September’s prize for Headline of the Month goes to the sub-editor with the dry sense of humour who put these words at the top of a story about Silvio Berlusconi, the Italian prime minister: “Berlusconi is Best Leader in Italy’s History, says Berlusconi.”
The story itself quotes Berlusconi as telling a news conference in Sardinia, where he was hosting talks with Spanish premier José Luis Rodríguez Zapatero: “I sincerely believe I am by far the best prime minister Italy has had in its 150-year history.” So the headline, if not the sentiment behind it, cannot be faulted for lack of accuracy.
From a European Union perspective, it’s somewhat surprising that the extraordinary financial crisis we’ve been living through has not generated more pressure for another big push at EU integration – if not in the political sphere, then at least in the economic one. According to conventional EU wisdom, it usually takes a crisis to make Europeans understand why closer integration is a good thing. But on this occasion, it’s not happening – or at least, not yet.
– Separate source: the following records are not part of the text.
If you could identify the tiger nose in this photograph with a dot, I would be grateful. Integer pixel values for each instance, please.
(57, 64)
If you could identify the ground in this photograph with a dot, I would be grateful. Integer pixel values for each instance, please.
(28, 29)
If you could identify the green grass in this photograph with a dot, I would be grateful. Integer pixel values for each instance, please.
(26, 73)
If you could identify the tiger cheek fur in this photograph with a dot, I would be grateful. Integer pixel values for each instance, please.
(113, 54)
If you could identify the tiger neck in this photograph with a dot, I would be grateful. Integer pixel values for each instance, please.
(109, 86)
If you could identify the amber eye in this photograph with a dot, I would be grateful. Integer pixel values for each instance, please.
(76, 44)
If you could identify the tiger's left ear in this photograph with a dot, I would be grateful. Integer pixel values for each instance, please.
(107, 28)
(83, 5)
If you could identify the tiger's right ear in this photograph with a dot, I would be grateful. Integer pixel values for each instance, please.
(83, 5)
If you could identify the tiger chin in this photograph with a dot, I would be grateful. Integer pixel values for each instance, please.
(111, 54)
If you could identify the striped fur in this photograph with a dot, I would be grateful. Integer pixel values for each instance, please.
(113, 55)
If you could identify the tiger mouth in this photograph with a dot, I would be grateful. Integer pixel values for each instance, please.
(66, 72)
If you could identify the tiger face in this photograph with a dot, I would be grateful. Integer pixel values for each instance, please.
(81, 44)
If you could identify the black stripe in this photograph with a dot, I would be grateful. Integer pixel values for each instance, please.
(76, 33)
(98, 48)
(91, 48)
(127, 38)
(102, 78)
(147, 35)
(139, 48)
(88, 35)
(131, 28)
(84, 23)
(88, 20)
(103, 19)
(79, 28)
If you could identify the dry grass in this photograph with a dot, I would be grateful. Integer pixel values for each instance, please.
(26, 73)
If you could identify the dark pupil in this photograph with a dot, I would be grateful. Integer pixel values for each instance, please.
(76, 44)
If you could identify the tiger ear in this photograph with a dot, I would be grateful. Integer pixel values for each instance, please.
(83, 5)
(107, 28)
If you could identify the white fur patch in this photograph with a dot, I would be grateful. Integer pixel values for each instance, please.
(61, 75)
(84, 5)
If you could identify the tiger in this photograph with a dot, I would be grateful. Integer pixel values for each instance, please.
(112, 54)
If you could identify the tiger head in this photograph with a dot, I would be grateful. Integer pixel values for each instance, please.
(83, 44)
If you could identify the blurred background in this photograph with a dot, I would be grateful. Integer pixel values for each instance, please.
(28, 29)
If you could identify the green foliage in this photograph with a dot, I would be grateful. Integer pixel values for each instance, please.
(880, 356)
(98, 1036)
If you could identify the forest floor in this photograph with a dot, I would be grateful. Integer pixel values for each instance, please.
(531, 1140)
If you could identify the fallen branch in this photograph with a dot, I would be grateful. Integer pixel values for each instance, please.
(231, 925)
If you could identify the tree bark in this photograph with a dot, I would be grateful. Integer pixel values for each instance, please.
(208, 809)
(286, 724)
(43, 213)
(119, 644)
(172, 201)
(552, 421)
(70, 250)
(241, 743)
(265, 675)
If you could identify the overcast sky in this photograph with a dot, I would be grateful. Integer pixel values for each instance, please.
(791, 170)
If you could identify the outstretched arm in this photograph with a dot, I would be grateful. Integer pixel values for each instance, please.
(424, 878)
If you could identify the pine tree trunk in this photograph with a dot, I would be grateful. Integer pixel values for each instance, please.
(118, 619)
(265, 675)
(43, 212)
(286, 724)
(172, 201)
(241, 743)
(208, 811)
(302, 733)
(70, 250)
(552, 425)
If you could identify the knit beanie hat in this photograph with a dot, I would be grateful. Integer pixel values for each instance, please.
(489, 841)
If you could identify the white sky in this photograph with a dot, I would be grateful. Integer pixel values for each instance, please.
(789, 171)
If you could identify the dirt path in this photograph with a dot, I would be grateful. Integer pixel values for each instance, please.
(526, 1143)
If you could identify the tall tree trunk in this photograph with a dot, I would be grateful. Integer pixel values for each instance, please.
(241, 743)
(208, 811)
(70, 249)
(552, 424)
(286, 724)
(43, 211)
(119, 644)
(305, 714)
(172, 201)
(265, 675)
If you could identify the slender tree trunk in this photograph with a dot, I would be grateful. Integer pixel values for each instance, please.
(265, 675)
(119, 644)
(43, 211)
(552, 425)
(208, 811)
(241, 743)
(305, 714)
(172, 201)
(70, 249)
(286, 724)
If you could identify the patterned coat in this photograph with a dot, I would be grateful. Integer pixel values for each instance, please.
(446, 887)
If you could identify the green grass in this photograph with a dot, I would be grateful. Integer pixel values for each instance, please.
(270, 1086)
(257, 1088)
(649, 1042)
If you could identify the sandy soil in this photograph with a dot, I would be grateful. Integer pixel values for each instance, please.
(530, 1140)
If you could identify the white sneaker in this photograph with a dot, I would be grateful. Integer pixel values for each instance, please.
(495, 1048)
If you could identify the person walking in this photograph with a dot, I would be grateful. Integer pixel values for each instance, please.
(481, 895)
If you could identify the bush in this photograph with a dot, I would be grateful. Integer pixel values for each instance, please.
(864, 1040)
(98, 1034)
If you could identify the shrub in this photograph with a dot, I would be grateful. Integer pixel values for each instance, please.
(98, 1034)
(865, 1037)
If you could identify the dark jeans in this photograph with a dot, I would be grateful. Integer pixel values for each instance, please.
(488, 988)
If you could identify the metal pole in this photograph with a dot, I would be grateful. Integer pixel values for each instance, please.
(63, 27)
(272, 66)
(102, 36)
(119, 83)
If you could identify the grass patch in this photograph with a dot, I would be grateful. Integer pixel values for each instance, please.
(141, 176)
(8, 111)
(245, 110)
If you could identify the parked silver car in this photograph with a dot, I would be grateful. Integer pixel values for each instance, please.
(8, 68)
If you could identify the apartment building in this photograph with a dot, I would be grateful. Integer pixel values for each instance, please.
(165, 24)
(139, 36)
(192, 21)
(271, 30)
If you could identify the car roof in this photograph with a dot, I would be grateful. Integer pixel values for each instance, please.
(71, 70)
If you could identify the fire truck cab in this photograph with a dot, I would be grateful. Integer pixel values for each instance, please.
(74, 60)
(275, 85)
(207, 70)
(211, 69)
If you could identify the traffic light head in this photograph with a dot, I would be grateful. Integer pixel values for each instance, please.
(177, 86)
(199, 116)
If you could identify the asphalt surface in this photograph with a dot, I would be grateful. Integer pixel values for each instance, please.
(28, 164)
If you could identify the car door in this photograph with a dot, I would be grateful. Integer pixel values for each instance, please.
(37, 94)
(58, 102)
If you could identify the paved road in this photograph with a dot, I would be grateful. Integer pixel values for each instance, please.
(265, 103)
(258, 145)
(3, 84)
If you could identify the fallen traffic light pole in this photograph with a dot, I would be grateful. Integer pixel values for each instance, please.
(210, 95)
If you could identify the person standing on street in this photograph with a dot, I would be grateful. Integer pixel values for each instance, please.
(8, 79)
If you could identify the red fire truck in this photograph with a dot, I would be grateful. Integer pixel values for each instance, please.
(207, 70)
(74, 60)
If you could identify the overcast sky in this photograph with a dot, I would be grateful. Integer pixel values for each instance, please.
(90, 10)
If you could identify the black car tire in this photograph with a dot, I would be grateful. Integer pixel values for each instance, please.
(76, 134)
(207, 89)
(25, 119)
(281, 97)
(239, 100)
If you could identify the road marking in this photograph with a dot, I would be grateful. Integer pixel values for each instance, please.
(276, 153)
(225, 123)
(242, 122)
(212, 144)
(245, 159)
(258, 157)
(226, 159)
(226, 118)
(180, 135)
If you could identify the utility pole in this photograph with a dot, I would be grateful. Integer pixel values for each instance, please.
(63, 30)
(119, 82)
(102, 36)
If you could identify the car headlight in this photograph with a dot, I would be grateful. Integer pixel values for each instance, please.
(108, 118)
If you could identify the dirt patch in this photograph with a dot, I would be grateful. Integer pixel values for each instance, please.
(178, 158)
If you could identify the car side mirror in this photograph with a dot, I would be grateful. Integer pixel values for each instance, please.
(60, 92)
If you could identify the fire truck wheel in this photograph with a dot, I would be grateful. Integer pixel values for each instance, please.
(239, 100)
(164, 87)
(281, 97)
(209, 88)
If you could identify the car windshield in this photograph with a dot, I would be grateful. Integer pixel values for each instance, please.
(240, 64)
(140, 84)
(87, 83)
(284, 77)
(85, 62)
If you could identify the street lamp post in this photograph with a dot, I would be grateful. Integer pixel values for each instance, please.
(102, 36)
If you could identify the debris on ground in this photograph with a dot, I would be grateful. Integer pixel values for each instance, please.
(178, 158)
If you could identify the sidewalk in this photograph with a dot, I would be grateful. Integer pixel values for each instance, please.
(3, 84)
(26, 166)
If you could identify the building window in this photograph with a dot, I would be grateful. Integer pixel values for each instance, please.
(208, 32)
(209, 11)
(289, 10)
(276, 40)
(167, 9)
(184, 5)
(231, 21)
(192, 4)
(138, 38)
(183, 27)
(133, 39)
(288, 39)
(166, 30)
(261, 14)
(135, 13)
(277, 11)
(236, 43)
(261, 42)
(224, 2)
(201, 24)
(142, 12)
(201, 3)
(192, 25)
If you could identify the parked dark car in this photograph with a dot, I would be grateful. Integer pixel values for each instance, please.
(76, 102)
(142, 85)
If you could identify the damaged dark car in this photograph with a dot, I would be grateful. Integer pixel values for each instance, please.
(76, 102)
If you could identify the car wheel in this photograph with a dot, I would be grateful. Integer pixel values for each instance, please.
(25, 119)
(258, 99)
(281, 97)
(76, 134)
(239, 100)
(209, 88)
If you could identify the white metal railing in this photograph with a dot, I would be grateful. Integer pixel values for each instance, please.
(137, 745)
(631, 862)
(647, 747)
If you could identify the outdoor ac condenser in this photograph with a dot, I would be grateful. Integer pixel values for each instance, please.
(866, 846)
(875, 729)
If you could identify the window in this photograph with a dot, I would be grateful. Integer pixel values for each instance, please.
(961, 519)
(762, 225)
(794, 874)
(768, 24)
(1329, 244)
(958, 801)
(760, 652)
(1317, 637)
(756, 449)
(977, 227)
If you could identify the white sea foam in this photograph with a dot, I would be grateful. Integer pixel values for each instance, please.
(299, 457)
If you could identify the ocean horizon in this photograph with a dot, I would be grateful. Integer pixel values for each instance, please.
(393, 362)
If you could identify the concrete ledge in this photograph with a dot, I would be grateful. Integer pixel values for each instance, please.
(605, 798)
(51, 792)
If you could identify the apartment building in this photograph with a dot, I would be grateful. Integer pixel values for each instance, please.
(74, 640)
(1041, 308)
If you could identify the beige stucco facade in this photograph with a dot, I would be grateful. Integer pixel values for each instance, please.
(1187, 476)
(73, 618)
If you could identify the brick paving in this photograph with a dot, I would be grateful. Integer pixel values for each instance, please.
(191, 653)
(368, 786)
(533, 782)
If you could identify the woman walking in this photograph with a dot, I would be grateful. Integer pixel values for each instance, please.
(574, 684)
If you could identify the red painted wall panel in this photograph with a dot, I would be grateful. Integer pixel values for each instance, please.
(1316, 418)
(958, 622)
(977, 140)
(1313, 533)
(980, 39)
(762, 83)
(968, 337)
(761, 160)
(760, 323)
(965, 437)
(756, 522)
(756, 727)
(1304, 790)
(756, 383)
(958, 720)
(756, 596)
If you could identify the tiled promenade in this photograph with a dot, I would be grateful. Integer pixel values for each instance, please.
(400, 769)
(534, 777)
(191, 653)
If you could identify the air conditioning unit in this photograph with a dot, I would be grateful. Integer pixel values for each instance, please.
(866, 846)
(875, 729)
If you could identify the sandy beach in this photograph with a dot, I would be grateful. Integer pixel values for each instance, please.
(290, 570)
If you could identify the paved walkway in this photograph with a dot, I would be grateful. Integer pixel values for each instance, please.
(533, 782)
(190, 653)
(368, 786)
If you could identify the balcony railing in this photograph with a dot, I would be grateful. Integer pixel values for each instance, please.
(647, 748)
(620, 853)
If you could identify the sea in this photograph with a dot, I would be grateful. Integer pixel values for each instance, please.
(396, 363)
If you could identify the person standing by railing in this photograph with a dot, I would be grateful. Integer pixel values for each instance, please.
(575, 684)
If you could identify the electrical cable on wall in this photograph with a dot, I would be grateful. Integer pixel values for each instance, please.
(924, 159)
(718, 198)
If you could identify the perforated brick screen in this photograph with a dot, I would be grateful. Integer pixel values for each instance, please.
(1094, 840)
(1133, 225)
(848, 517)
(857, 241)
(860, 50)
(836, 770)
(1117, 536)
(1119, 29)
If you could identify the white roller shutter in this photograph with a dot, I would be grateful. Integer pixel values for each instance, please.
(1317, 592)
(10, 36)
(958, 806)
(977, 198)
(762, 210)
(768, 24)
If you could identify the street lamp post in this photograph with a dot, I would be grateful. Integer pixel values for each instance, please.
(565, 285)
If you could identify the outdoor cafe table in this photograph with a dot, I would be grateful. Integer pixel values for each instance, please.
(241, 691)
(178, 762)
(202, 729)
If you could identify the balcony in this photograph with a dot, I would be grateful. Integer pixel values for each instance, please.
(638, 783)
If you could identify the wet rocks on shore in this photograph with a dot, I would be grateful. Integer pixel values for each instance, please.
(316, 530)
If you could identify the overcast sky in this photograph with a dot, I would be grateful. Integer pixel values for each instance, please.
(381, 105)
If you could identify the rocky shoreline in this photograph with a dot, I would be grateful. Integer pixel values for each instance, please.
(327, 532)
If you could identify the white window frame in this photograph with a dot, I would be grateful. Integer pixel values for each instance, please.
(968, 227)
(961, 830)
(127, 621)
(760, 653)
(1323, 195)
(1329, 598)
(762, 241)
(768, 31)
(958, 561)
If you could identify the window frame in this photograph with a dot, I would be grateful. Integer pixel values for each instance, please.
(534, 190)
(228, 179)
For the perfect explanation as to why this should be so, I recommend an article by Otmar Issing, the European Central Bank’s former chief economist, in the latest issue of the journal Europe’s World. Issing’s article discusses the merits of issuing common bonds for the 16-nation eurozone – an initiative that would, in theory, mark a major step forward in European integration – and comes down firmly against the proposal.